We’re two installments into New York Times writer David Rohde’s five-part epic on the seven months he spent as a hostage of the Taliban in Afghanistan and Pakistan. And I can’t recommend it enough to anyone interested in the country. Here’s one fascinating excerpt, from the first part:
Over those months, I came to a simple realization. After seven years of reporting in the region, I did not fully understand how extreme many of the Taliban had become. Before the kidnapping, I viewed the organization as a form of "Al Qaeda lite," a religiously motivated movement primarily focused on controlling Afghanistan.
Living side by side with the Haqqanis’ followers, I learned that the goal of the hard-line Taliban was far more ambitious. Contact with foreign militants in the tribal areas appeared to have deeply affected many young Taliban fighters. They wanted to create a fundamentalist Islamic emirate with Al Qaeda that spanned the Muslim world.
Rohde’s revelations about his kidnappers themselves are even more interesting. The Times reporter, his driver, and his translator were on their way to interview a Taliban leader, Abu Tayyeb, when their car was hijacked. They were taken hostage by one Atiqullah, who said he had never heard of Abu Tayyeb. A few weeks into his detention, Rohde finds:
In conversations when our guards left the room, Tahir and Asad each separately whispered to me that Atiqullah was, in fact, Abu Tayyeb. They had known since the day we were kidnapped, they said, but dared not tell me. They asked me to stay silent as well. Abu Tayyeb had vowed to behead them if they revealed his true identity. Abu Tayyeb had invited us to an interview, betrayed us and then pretended that he was a commander named Atiqullah. I was despondent and left with only one certainty: We had no savior among the Taliban.

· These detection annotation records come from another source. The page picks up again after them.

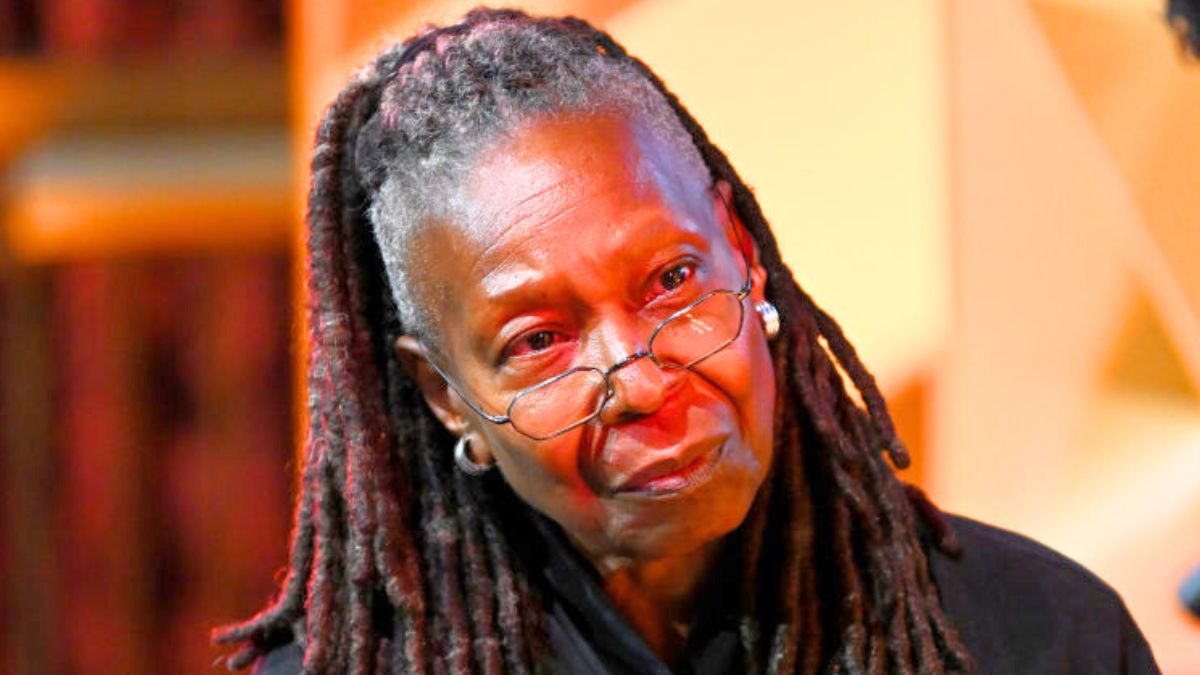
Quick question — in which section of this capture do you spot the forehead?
[416,109,719,341]
[456,109,708,246]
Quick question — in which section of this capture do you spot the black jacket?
[254,516,1159,675]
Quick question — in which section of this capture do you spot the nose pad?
[600,354,684,424]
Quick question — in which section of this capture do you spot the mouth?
[613,443,725,497]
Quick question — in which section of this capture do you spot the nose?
[600,353,680,424]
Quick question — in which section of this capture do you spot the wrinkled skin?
[396,109,775,659]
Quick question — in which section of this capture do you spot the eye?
[504,330,565,359]
[655,262,696,293]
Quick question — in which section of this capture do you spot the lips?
[613,440,725,494]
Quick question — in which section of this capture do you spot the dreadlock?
[215,10,976,674]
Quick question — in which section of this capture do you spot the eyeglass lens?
[509,291,745,440]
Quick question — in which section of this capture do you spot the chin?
[610,458,761,560]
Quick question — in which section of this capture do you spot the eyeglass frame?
[421,186,754,441]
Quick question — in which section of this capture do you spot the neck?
[578,539,724,665]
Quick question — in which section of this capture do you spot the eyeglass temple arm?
[421,345,512,424]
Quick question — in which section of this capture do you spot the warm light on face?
[405,111,775,558]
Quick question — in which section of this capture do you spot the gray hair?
[355,17,712,340]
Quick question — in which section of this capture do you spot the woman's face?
[398,110,775,560]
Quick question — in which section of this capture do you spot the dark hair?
[216,10,974,673]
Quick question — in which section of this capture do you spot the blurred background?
[0,0,1200,674]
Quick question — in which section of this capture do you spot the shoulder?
[251,643,304,675]
[930,516,1158,674]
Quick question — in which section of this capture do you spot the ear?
[392,335,467,436]
[713,178,767,301]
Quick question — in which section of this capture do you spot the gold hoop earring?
[454,434,496,476]
[754,300,779,341]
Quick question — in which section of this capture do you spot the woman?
[218,6,1154,673]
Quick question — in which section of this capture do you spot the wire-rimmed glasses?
[430,189,752,441]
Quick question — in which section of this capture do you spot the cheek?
[488,432,600,531]
[697,321,776,458]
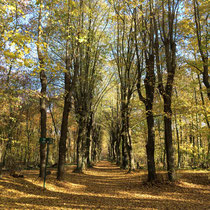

It’s gripping, cinematic stuff — and all the better knowing there’s at least something of a happy ending. (Though Rohde is getting raked over the coals in his New York Times Q&A.)
With detail like this, the articles show the Taliban in all its diversity. Rohde notes that many members of the Taliban are far more religious and radical than they were 8 years ago. But the movement has fragmented and atomized. Rohde notes that his captors were in essence common thieves, not ideological warriors, driven by and even obsessed with money.
That’s why initiatives to bribe and negotiate with Taliban leaders, paying them in exchange for security, seem so attractive to me. The sums of money wouldn’t need to be great — there’s not much to buy in Afghanistan anyway. Plus, there are only around 10,000 members of the Taliban remaining in Afghanistan, only 3,000 of whom are full-time militants. (Note, for a sense of scale there: Afghanistan is a good-sized country with a population of 33 million.) And the strategy has worked well elsewhere.